The shadows in the corners of the room shifted and took on substance, stepping forward into the ragged shapes of men and women armed with bloodstained tools, and Hester at their head.
Nattie took a step backwards, towards the sliding glass doors which led out onto her seventh-floor balcony. Outside, the sky was still lambent with the long slow dusk of a summer’s evening. ‘Fuck you,’ she spat at them. ‘I’m not your meat to butcher.’ And she turned, ran, and vaulted the railing into the twilight.
* * *
When Hester came for Trish, she was praying at Peter’s bedside – although not literally so, since, having worsened throughout the day, he’d been moved into
Ward 28’s other negative-pressure isolation room and was behind several layers of sterile glass and Perspex. She was in the anteroom where the nurses changed into and out of their protective clothing; it had a large window looking into the room where Peter lay surrounded and dwarfed by monitors, lights, cables, and respirator units. He was sedated, having been drifting in and out of lucidity and distressing both himself and her with his violent reactions to the hallucinations that his fevered brain kept spawning. She knew that in the room next to this, Rajko Gorić was in an even worse way. The doctors’ laboratory tests had yet to confirm Toby’s claim that both men were suffering from bubonic plague, but they were acting on the assumption that it was since everything about their symptoms matched up – except for the extreme speed and virulence with which the bacterium was spreading, and the inability of all but the strongest antibiotics to put even a dent in it. She and Toby had both been advised that, since they had been in such close proximity to him, it was best that they stay in one of the smaller side suites, where they were being given prophylactic antibiotics and having their vitals monitored regularly. On the few occasions when she’d left Peter’s bedside to pay any attention to what was happening in the outside world, she heard stories in the hospital corridor about increasing numbers of the general public reporting severe flu-like symptoms, but that held no significance for her.

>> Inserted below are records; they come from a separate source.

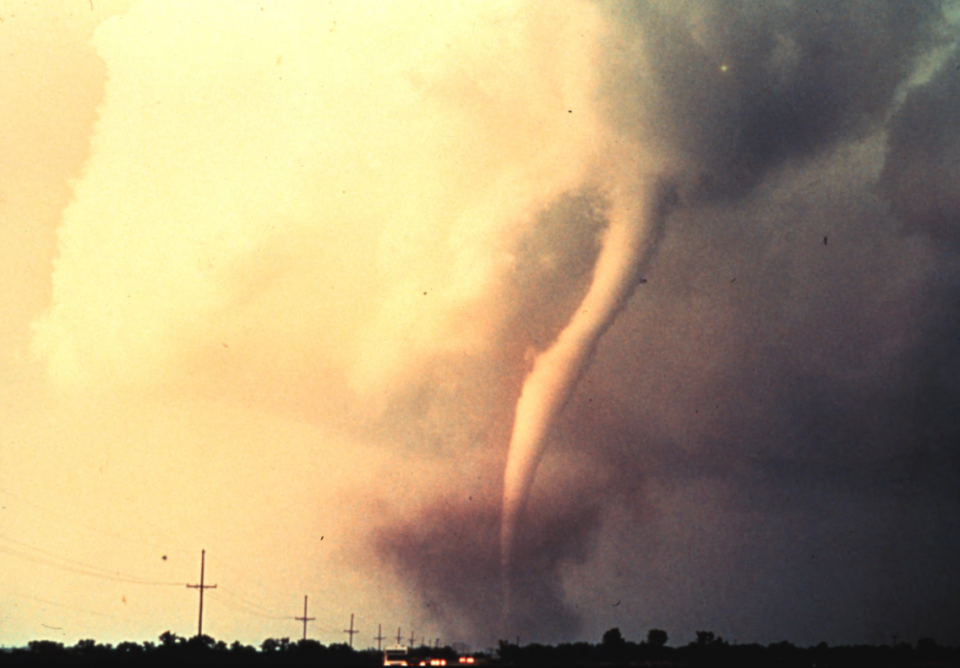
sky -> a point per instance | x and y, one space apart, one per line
480 320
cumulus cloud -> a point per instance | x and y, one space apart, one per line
378 219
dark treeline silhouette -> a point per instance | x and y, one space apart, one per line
707 649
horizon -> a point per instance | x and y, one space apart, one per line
488 319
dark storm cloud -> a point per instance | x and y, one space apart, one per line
739 88
450 557
922 170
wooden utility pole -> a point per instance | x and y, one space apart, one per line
351 632
304 619
201 587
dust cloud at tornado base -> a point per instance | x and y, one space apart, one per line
365 220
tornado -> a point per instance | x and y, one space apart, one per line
637 208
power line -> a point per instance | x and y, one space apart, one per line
201 587
351 632
306 619
73 566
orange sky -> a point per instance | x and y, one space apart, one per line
268 227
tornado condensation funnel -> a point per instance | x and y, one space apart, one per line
637 207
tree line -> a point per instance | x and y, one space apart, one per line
707 649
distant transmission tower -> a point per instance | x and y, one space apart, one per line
201 587
305 619
351 632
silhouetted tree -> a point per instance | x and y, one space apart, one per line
657 637
613 639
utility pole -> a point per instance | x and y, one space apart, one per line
201 587
304 619
351 632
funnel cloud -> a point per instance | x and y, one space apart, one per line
546 317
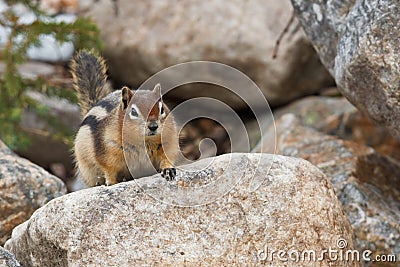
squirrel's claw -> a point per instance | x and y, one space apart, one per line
169 174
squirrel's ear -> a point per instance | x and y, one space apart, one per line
157 90
126 96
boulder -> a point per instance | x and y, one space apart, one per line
49 146
358 43
277 203
7 259
144 37
337 116
24 187
366 183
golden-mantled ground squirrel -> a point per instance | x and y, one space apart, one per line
120 129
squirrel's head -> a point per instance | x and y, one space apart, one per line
145 111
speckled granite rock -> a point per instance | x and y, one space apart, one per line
241 34
293 207
7 259
358 43
367 183
24 187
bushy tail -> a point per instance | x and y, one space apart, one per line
89 79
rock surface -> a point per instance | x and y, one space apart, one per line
241 34
7 259
337 116
47 149
24 187
292 207
367 183
358 43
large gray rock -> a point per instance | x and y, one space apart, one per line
24 187
358 42
7 259
367 183
144 37
337 116
287 205
48 133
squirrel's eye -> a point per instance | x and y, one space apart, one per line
134 112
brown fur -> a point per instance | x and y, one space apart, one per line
110 146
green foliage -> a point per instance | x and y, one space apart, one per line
13 100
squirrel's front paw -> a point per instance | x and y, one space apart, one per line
169 173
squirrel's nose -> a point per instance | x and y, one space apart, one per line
153 126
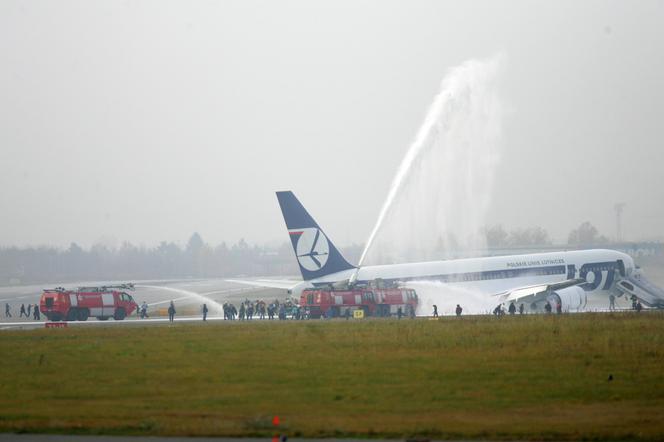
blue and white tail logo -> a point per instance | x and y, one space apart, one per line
312 248
315 253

The only world that she had any concern for was lying in that hospital bed.
Trish was sitting on a plastic chair with her forehead leaning against the isolation-room window, hands clasped under her chin, pleading with the Lord to spare her husband and the father of her child, when she felt the cold whisper of a blade stroke the hairs on the nape of her neck.
She froze, glancing at her reflection in the window. It showed nobody behind her, but the blade continued to stroke, almost lovingly. Slowly, she let out her breath, and without moving from her position said, ‘I don’t have time for you right now. I’m busy.’
Hester laughed softly, Her mouth right behind Trish’s right ear. ‘Take time,’ She whispered. ‘Take time to watch him die. Watch him die like my mother watched her own husband die, and then you will join him.’